A importância de estudos desta natureza é o entendimento da psique
humana. Embora hajam outros tratados sobre a psicologia do desenvolvimento, o
importante é observarmos o mosaico complexo da personalidade e as lentes que
examinam, seja a de Erickson em voga, as de Freud, a de Kohlberg, as de Roger
ou Piaget.
Nosso fórum, o ensino médio regular, destaca-se por buscar
incessantemente estudos e contribuições psicológicas que permitam uma análise
mais esmiuçada das características adolescentes.

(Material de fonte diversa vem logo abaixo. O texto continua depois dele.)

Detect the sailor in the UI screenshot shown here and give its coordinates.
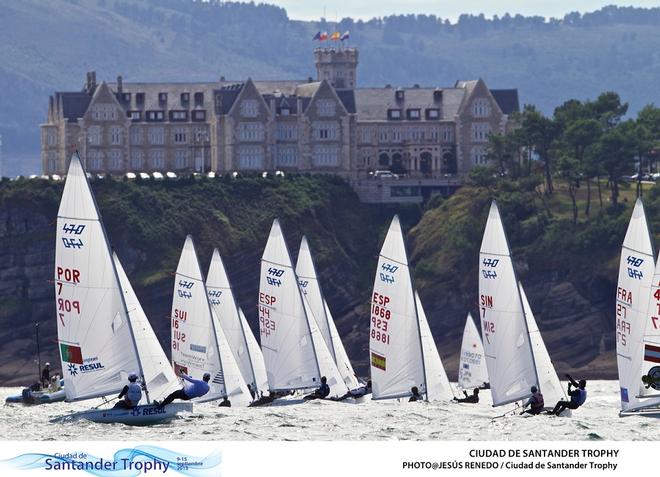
[408,386,422,402]
[548,378,587,416]
[155,373,211,409]
[454,388,479,404]
[520,386,545,415]
[41,363,50,388]
[114,373,142,409]
[303,376,330,401]
[330,379,371,401]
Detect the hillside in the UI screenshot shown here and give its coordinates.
[0,0,660,175]
[0,176,660,385]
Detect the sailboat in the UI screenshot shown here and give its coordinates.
[296,236,359,389]
[458,313,488,389]
[55,154,192,425]
[171,235,251,406]
[615,199,660,417]
[369,215,452,401]
[479,201,563,406]
[206,249,268,396]
[259,219,348,396]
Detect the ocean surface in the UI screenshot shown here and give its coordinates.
[0,381,660,441]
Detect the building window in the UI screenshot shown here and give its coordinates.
[87,126,101,146]
[406,109,420,120]
[472,147,486,166]
[241,99,259,118]
[110,126,122,146]
[129,126,142,146]
[172,128,188,144]
[192,109,206,121]
[312,122,340,141]
[147,109,165,122]
[195,93,204,107]
[472,99,491,118]
[110,150,124,171]
[174,149,188,169]
[170,109,188,122]
[236,122,264,141]
[472,123,490,142]
[312,146,339,166]
[149,149,165,170]
[276,146,298,167]
[316,99,337,116]
[92,104,117,121]
[237,146,264,169]
[126,111,142,121]
[387,109,401,121]
[149,128,165,146]
[275,123,298,141]
[131,149,144,171]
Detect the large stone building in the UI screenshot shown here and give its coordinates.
[41,48,519,188]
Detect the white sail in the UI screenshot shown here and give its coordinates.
[113,254,180,401]
[415,291,454,401]
[171,236,249,405]
[206,249,268,395]
[55,155,140,401]
[458,313,488,389]
[296,236,359,389]
[479,201,538,406]
[238,307,268,396]
[369,216,426,399]
[518,283,566,407]
[323,299,360,389]
[615,199,657,411]
[259,220,345,394]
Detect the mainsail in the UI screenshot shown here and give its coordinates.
[206,249,268,395]
[296,236,359,389]
[171,236,250,405]
[55,155,143,401]
[519,283,566,406]
[615,199,660,411]
[415,291,453,401]
[458,313,488,389]
[479,201,538,406]
[369,216,426,399]
[259,220,347,395]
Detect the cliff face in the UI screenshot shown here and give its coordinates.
[0,176,632,385]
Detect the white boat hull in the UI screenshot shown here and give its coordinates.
[52,402,193,426]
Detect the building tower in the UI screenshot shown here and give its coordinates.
[314,48,358,89]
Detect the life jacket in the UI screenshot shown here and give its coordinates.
[126,383,142,406]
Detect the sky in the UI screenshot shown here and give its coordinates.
[262,0,660,21]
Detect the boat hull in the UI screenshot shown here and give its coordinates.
[52,402,193,426]
[5,388,66,404]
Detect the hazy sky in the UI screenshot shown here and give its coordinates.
[266,0,660,21]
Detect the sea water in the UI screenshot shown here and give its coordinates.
[0,381,660,441]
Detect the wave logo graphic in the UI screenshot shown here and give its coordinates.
[0,445,222,477]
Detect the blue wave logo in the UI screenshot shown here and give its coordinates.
[0,445,222,477]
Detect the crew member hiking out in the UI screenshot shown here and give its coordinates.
[549,375,587,416]
[157,373,211,409]
[114,373,142,409]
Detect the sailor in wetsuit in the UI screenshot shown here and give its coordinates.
[408,386,422,402]
[154,373,211,409]
[330,379,371,401]
[114,373,142,409]
[520,386,545,415]
[454,388,479,404]
[303,376,330,401]
[548,379,587,416]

Dentro das observações da
óptica de Erickson destacamos a normalidade da turbulência juvenil, pois a
crise de identidade e a construção de um modelo comportamental se conformam
para estruturar a personalidade para a fase adulta.
Na adolescência ocorrem
transformações na rede humana complexa, no biológico, no físico, no
psicológico, no social e no espiritual. No campo biofísico o corpo muda, pêlos
aparecem, órgãos genitais se desenvolvem assumindo dimensões adultas, nesta fase,
também, se determina à orientação sexual.

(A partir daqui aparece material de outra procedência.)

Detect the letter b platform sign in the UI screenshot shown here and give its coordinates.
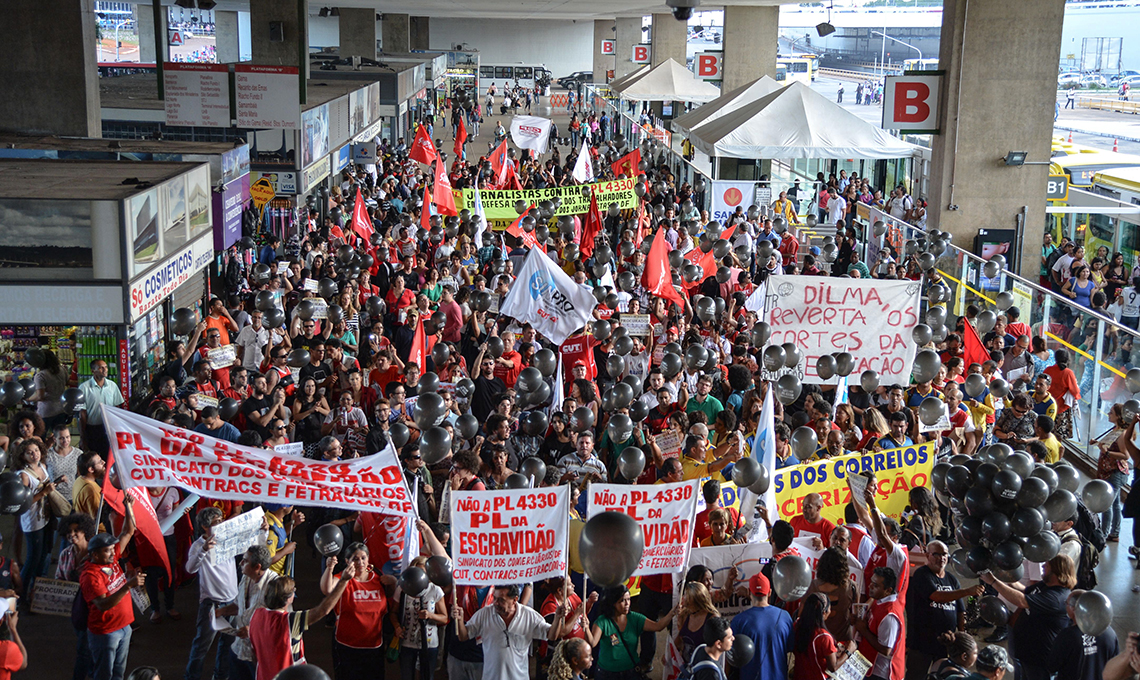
[882,74,942,135]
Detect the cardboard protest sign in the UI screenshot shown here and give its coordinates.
[451,485,570,585]
[765,276,921,384]
[586,479,700,576]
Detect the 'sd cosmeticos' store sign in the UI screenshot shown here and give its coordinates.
[130,233,213,321]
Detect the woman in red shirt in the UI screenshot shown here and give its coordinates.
[79,494,144,678]
[792,592,855,680]
[250,558,356,680]
[1045,349,1081,442]
[320,543,396,680]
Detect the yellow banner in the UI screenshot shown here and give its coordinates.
[454,178,638,224]
[772,442,938,524]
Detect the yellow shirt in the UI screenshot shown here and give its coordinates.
[1041,434,1061,466]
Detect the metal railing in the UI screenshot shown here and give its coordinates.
[857,205,1140,460]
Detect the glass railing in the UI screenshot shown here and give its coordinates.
[860,205,1140,459]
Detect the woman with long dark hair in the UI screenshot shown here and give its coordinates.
[792,592,855,680]
[586,585,677,680]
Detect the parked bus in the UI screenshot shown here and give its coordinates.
[903,59,938,71]
[479,63,551,97]
[776,57,815,86]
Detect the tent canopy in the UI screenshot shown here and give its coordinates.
[610,59,720,102]
[610,64,650,92]
[690,82,919,159]
[673,75,782,133]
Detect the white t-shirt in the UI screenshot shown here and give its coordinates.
[467,605,551,680]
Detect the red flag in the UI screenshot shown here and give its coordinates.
[352,186,375,241]
[642,229,685,309]
[420,184,432,232]
[962,321,990,369]
[408,124,439,165]
[490,138,506,177]
[103,451,173,578]
[432,161,459,214]
[408,314,429,373]
[455,115,467,159]
[578,192,602,260]
[611,148,641,177]
[506,203,546,252]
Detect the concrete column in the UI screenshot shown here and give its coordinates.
[927,0,1065,278]
[613,16,642,78]
[652,14,689,66]
[250,0,309,80]
[340,7,376,59]
[594,19,617,83]
[408,16,428,49]
[214,11,242,64]
[0,0,103,137]
[135,5,170,64]
[383,11,412,55]
[720,6,780,91]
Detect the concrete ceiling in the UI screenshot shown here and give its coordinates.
[205,0,793,19]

No campo social, as relações e as regras de convivência se determinam em
função da tribo em que se vive e convive. Uma definição importante que
geralmente ocorre nesta fase é a orientação profissional. Lembramos que no
grupo o adolescente forma o alicerce onde é possível construir identidades em
função da comunhão de gostos e percepções da realidade comuns aqueles com quem criam
vínculos.
No campo psicológico o
amadurecimento cerebral permite o desenvolvimento da cognição pela abstração e
hipotetização, possibilitando a construção de argumentação e a elaboração de
propostas, ponto de apoio para a educação pela pesquisa como estratégia para o
desenvolvimento de potencialidades e competências humanas. È importante
ressaltar que o adolescente busca latentemente de forma consciente ou
inconsciente contribuir para melhoria das condições de vida e por isso há
crises entre as gerações, pois tendem a criticar veementemente as construções
anteriores e questionar a validade, importância e abrangência das postulações
sócio-culturais das gerações que lhes precedem.

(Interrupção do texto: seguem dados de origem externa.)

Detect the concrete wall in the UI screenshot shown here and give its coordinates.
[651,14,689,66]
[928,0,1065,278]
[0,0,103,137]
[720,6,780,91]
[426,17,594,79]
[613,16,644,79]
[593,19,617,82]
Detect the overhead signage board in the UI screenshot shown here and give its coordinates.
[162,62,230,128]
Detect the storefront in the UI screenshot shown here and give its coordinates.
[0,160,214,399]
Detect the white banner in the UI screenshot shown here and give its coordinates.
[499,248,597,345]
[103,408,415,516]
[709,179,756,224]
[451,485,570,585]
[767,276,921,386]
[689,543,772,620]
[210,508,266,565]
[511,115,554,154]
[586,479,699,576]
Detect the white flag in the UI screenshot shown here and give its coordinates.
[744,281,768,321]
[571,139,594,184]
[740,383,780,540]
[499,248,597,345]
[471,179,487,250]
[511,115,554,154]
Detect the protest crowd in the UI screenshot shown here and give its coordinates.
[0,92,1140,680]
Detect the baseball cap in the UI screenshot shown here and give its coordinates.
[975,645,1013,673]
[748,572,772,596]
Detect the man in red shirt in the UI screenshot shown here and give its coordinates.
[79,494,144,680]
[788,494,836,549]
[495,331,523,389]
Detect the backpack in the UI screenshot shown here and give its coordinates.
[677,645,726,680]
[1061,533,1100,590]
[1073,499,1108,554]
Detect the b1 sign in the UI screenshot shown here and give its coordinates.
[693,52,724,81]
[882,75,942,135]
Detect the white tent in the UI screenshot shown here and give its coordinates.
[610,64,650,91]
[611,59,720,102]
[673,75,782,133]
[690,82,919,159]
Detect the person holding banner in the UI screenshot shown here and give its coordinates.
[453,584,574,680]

No campo espiritual há uma busca interior, da auto-realização, da busca
do próprio eu. Geralmente, nesta fase há, também, busca pela identidade
religiosa que nem sempre está ligada a opção da família, em face de
transgressão natural a esta fase etária e, ainda, pelo interesse ao
desconhecido, pela necessidade do descortinar os mistérios ocultos. Por isso,
alguns adolescentes chegam a se envolver com práticas religiosas e seitas
obscuras.
O que é necessário entender no comportamento adolescente no pentagrama de
sua existência é que a rebeldia faz parte da natureza, ela conforma a própria
independência e autonomia intelectual. Portanto, o que o jovem adolescente precisa
é de liberdade, porém parametrizada por limites, pois a vida em sociedade é
precedida em regras sociais, algumas empíricas e outras racionalizadas na forma
da legislação do código civil. O importante é destacar a dualidade e os
antagonismos existentes em qualquer via, pois devemos lembrar que a gente
constrói a própria estrada depois ela se torna nosso caminho. Somos resultado
de nossas próprias ações e tudo que fizermos na teia de nossas relações
interpessoais interfere de nossas próprias vidas.